時間芸術を超えて。アンブローズ・アキンムシーレ来日公演
思索的でありながら知性に堕することなく、確かな体幹を備えたジャズ。終始スリリングなムードが充満するライヴだった。
気心の知れたメンバーとのカルテット編成。アキンムシーレのペットのトーンは、まろやかだが陰りがある。弱音主体で、高らかに鳴らす場面は少ない。それは高度なテクニックあってこそのアプローチであり、息音を活かした特殊奏法らしきものを披露しても、トリッキーさはゼロだ。
ドン・チェリーやグラハム・ヘインズ、または彼が尊敬しているという故ロイ・ハーグローヴの影も見えてくる。

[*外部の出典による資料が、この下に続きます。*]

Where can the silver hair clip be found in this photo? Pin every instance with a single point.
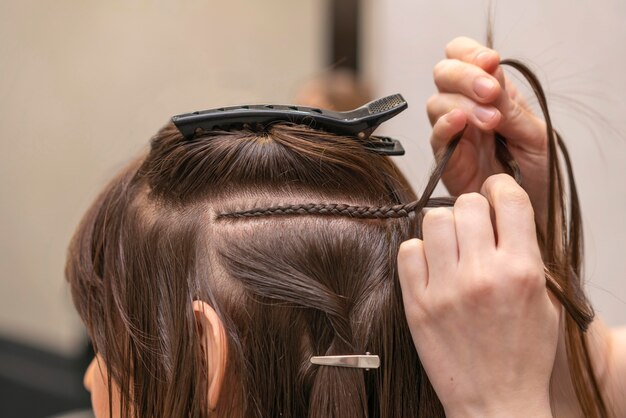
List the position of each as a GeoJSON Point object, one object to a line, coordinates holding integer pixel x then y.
{"type": "Point", "coordinates": [367, 361]}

細かいパッセージで突き進むシーンもあるにはあるが、決して疾走しない。グルーヴに身を任せることをなるべく回避しているようにさえ思える。常に空間をつくっているような感覚。ただ、アブストラクトに究めるというわけではなく、フレーズにはどこか素朴な人肌の温もりがある。
ピアノのサム・ハリスやベースのハリシュ・ラガヴァンの方が、よほど抽象度が高い。ドラムのジャスティン・ブラウンは、絶え間ない微分と積分を繰り返す異次元のリズム感で、キュビスムの絵を描いているかのようだが、この非直線的なビートは、アキンムシーレのプレイとうまくマッチしている。
同世代のトランペッターとは少しスタンスを異にしているとも感じた。ジャズ以外のジャンルにベクトルが向かう遠心力で音楽を駆動するクリスチャン・スコットやキーヨン・ハロルドとは違い、なんといっても抑制的だ。
ブルーノートを離れた経緯はよく分からない。しかし、なんとなく了解できるものがあった。レーベルのオールスターメンバーによるアルバムにも参加していたけれど、ロバート・グラスパーみたいな俗物とは相容れないだろうな、とかね。
アキンムシーレの基底にはブルースがある。これまでのアルバムでも、黒人差別の歴史と現状を直視し、抗議の意志を表明するナレーション付きのナンバーを発表してきた。そんな姿勢が、今回のライヴでダイレクトに表現されていたわけではないが、ただの怒りではなく、静かな憤りや深い憂慮としてのブルースが確かに息づいていたと思う。
演奏時間は1時間強。もっと聴きたいと思わせる吸引力があった。アルバムでは沈潜が過ぎることもあるが、本人はライヴでバランスを取っているのかもしれない。アキンムシーレの進化は当面続くだろう。